At any rate, I was chugging down a pint or two at a local watering hole (said pint was the courtesy of a kind man at the end of the bar who thought my friends and I were particularly gracious regarding a broken bar stool...) telling tales of my nude photography experience and gossiping about celebrity break ups. One of my friends remarked on how people sell themselves so quickly now. Celebrities pose nude at the drop of a hat now where as that would be unheard of 20 years ago. She then asked if I would get any money if this nude photo of me sold. I shrugged and said I had already been paid and that I didn't care. If the photographer made a million dollars off the photo I'd be happy for the photographer. She looked incredulous. Not even if it fetched him a million? (Theoretically speaking) What do you mean you wouldn't want a cut? That's your body!

Good question.

But, you know, I signed the release for a reason. He put way more work into the photo than I did. He created the set, the lighting, the mood, hand picked the people involved in the shoot, hand picked me... I think what I was paid was more than fair for my share of the work. Yes, it's my body but it's his vision. If I tried to get more money just because it (theoretically) sold then I think I would be cheapening my contribution to the project- not to mention making me a Class A Asshole. I played my part and was compensated. Any other windfall belongs to the artist who had the vision.

This was all theoretical discussion, but I've been thinking about these things for a long time. I've dabbled with the idea that my knowledge and talent (and yes- my physical person) are worth something and why shouldn't I demand money for the use of such things? But it seems like a matter of degree. I am discovering that as soon as I put a price on something that is uniquely me that it immediately begins to depreciate in value. What I am and have to offer is priceless and therefore should remain as the literal root word and its suffix would suggest: without price. Does this mean I should not be treated fairly or ever financially compensated? No. It just means I need to stop trying to hang some arbitrary number on my worth. No number is high enough. If I place my ticket price at $2 or $20 million I have sold myself short in both instances.

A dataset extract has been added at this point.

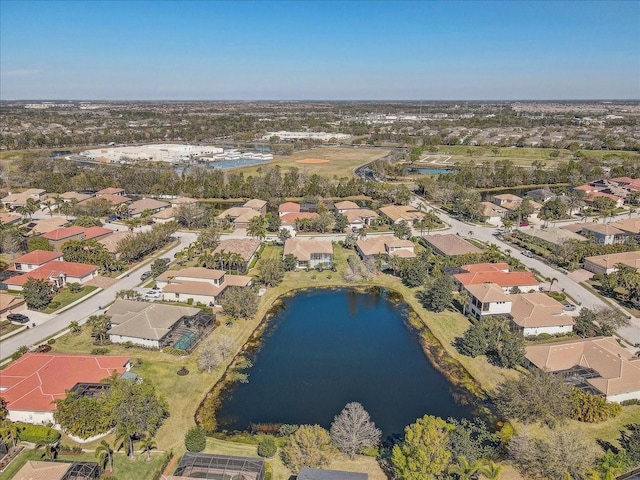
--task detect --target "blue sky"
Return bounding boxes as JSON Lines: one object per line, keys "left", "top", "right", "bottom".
{"left": 1, "top": 1, "right": 638, "bottom": 100}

If all that matters is the money than everything else that WOULD have mattered (i.e. art, expression, message, etc) falls down on the list of priorities. Money IS a factor. But it shouldn't be.

I know this does not sound particularly practical, but I feel if I keep my wits about me and follow my gut it will all come out in the wash. I cannot sell what is me. But I can live comofrtably off of charitable donations and tokens of gratitude for a job well done. My purpose on this Earth is not to make a lot of money, but to give what I have and to live well and that does not necessarily mean that I need to have a lot of money in order to fulfill my destiny.